Not more than a few months ago, the US army was claiming that the capture of Saddam Hussein had resulted in a dramatic decline in the incidences of attacks on coalition troops. As I noted at the time, this was horseshit. The thought, however, was that it would be nice if people would only believe that all the trouble was being caused by "Saddam loyalists". The story has changed. The Guardian, in it's report of the incident , subliminally introduced the theme:
"The bombing came after US officials said an Islamic militant with links to Osama bin Laden's al-Qaida network was plotting to ignite a civil war in Iraq to undermine efforts to hand over power to Iraqis."
The BBC followed suit in an almost identical quote:
"It comes a day after US officials warned against what they described as an al-Qaeda plot to ignite violence between the majority Shia Muslims and the Sunni Muslims who held power under the former Iraqi regime."

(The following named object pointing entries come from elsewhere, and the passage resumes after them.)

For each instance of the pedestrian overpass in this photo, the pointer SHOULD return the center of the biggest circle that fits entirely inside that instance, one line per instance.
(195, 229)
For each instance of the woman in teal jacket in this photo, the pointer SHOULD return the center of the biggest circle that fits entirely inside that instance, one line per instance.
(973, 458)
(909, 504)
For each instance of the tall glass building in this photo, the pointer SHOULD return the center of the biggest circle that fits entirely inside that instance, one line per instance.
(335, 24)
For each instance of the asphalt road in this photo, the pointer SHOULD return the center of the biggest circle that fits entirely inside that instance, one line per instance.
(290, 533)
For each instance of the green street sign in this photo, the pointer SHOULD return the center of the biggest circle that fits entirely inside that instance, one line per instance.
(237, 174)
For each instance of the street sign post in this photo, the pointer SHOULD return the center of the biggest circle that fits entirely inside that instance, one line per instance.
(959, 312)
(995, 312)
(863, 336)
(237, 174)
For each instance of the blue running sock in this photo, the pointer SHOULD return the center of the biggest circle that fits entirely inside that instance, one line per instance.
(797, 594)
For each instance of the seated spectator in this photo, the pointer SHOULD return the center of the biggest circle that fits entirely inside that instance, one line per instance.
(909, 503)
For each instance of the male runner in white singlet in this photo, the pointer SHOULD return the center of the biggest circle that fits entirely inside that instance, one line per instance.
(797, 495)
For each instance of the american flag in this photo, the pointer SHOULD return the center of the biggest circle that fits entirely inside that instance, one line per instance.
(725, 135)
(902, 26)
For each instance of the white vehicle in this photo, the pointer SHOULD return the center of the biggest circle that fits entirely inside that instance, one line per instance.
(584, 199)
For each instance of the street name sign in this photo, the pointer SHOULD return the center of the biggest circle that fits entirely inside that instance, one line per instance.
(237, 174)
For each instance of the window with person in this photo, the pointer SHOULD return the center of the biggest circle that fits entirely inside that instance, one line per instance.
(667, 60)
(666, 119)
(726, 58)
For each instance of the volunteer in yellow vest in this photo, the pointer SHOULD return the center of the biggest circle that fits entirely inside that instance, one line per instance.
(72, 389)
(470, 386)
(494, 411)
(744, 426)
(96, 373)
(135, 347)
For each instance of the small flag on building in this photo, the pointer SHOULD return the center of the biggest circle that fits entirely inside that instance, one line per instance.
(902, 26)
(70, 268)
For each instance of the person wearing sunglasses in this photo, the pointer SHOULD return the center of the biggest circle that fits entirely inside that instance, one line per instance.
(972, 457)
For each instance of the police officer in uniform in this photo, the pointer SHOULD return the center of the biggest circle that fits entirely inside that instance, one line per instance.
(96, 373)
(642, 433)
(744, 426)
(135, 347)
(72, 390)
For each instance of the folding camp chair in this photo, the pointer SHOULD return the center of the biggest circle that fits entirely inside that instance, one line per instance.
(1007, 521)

Well, there you are. If it isn't Saddam Hussein, it must be Abu Musab Zarqawi, an Islamist terrorist whom Washington claims has links with Ansar al-Islam, the Kurdish group. Ridiculously enough, Washington once tried to pin an Al Qaeda connection on Saddam Hussein because Zarqawi had been seen in Iraq - despite the fact that they were actually linking him with an anti-Saddam Kurdish army. Now, they hold him responsible for planning to destabilise the country. Somehow, I am not bowled over by their evidence, Exhibit A of which is a computer disc with a letter on it allegedly written by Zarqawi outlining his plans to destabilise Iraq. Because, if you're terrorist, you do that sort of thing don't you? You explain your plans in detailed letters and leave them lying around for coalition troops to find. Makes perfect sense to me.
Anyway, the American forces have once more demonstrated their rather loose grasp of irony, or indeed reality:
"There is clearly a plan on the part of outsiders to come into this country and spark civil war, breed sectarian violence and try to expose fissures in the society," said Brigadier General Mark Kimmitt, the top US military spokesman in Iraq.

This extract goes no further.